The ACP team initially explored adapting the Model Context Protocol (MCP) because it offers a strong foundation for model-context interactions. However, they quickly encountered architectural limitations that made it unsuitable for true agent-to-agent communication.
Why MCP falls short for multi-agent systems:
Streaming: MCP supports basic streaming, likely of complete messages, but not the finer-grained "delta" style, where updates are sent as soon as they happen. Delta streams, such as tokens and trajectory updates, are streams composed of incremental updates rather than complete data payloads. This limitation stems from the fact that when MCP was created, it wasn’t intended for agent-style interactions.
Memory sharing: MCP doesn’t support running multiple agents across servers while maintaining shared memory. ACP doesn’t fully support this function yet either, but it’s an active area of development.

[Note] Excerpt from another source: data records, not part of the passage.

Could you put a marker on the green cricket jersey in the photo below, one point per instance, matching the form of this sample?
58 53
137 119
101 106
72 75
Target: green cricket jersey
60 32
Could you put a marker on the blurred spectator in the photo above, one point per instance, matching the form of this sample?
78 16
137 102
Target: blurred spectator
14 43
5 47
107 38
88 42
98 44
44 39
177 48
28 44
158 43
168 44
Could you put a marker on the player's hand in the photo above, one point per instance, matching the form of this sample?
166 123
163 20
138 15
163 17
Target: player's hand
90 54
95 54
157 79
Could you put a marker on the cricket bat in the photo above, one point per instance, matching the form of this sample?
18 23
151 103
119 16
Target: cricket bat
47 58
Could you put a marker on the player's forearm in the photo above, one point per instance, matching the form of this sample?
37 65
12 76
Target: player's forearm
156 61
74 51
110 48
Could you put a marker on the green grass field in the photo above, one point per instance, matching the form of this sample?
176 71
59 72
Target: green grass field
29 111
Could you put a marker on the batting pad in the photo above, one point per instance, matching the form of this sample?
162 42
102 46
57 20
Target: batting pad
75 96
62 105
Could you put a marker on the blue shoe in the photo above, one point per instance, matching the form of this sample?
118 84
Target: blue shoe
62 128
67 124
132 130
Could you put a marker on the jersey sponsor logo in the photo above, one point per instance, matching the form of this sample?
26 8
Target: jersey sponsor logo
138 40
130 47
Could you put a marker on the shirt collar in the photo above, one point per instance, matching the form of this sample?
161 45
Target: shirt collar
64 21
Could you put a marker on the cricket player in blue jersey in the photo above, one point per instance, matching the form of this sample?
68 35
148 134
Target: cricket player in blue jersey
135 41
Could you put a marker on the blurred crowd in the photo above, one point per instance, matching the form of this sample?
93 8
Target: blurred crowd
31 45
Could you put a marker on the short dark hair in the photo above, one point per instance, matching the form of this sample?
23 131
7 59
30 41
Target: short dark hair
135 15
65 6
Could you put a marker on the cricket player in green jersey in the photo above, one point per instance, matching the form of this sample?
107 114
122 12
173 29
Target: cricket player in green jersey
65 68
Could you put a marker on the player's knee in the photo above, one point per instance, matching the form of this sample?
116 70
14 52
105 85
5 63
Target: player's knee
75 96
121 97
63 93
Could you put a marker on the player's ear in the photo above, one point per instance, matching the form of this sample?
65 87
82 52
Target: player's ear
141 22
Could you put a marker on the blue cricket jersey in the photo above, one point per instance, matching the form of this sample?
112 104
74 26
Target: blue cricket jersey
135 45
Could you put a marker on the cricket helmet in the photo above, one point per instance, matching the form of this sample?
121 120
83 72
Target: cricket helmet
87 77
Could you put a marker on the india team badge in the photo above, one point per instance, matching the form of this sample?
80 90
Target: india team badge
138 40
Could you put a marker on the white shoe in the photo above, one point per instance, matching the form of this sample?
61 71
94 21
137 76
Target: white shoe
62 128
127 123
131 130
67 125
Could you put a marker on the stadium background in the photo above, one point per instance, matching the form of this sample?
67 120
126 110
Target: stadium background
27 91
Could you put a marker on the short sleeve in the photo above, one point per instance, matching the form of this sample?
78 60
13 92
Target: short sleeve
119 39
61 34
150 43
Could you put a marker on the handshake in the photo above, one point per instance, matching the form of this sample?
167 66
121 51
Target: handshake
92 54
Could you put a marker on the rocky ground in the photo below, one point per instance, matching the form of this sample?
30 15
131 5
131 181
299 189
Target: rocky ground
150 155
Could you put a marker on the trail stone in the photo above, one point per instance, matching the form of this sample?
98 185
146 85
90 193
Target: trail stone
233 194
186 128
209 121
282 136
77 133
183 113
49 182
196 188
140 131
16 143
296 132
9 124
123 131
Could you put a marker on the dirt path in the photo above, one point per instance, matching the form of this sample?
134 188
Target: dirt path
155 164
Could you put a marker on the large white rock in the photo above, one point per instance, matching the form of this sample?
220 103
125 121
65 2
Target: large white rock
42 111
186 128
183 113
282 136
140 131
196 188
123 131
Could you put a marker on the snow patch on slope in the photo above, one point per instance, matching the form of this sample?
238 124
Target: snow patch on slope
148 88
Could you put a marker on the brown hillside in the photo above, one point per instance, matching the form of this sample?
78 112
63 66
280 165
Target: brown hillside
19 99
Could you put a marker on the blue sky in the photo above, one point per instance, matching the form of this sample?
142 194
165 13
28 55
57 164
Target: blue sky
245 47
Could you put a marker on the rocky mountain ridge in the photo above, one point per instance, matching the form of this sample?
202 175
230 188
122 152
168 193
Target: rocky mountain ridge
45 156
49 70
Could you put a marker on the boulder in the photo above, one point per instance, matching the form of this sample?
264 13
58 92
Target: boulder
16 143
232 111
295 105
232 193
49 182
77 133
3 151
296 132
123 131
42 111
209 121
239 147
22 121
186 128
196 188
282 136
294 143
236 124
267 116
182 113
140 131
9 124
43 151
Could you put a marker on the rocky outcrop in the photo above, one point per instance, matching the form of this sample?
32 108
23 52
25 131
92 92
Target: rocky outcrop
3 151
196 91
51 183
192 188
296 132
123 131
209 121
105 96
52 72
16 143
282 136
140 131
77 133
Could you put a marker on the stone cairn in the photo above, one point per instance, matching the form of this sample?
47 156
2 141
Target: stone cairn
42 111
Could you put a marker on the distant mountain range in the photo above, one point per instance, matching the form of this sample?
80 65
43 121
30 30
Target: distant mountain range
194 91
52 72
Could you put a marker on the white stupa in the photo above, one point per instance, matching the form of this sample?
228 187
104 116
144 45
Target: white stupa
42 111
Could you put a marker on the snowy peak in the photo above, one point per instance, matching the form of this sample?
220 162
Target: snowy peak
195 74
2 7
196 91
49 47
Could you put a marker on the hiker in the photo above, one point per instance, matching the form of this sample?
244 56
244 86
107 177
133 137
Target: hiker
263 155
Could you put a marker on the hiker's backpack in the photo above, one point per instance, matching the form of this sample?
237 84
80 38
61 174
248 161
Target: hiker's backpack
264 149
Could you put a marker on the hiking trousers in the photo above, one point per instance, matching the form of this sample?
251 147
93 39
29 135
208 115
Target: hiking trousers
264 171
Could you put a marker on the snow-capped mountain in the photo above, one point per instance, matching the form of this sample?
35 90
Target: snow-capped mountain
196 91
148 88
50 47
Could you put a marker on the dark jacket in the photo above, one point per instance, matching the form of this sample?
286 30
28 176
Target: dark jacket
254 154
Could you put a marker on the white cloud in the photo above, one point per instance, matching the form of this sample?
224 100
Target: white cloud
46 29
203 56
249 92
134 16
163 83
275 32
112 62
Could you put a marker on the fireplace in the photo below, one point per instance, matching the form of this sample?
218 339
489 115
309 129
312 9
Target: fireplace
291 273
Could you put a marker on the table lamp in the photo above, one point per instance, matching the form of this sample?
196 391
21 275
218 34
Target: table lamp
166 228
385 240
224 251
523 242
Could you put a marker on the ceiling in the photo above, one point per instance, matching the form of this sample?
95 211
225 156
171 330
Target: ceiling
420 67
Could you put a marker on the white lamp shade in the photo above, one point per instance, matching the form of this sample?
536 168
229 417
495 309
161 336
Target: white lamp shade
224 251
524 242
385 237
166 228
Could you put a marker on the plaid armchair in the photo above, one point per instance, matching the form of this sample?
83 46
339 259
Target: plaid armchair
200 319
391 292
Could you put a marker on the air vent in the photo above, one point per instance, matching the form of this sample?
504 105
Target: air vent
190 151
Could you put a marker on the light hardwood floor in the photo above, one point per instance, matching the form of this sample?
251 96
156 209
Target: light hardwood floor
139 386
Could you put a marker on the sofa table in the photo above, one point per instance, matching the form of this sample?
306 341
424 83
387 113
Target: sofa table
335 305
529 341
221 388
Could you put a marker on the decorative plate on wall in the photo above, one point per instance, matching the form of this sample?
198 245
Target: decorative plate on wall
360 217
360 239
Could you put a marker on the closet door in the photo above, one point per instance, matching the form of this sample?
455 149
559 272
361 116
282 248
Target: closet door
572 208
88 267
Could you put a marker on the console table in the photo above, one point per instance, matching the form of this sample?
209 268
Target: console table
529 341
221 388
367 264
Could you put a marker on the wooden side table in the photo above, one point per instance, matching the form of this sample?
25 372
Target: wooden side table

Message structure: MCP accepts any JSON schema but doesn’t define the structure of the message body. This flexibility makes interoperability difficult, especially for building agents that must interpret diverse message formats.
Protocol complexity: MCP uses JSON-RPC and requires specific SDKs and runtimes. Whereas ACP’s REST-based design with built-in async/sync support is more lightweight and integration-friendly.
Think of MCP as giving a person better tools, like a calculator or a reference book, to enhance their performance. In contrast, ACP is about enabling people to form teams, where each person, or agent, contributes their capabilities collaboratively within the AI application.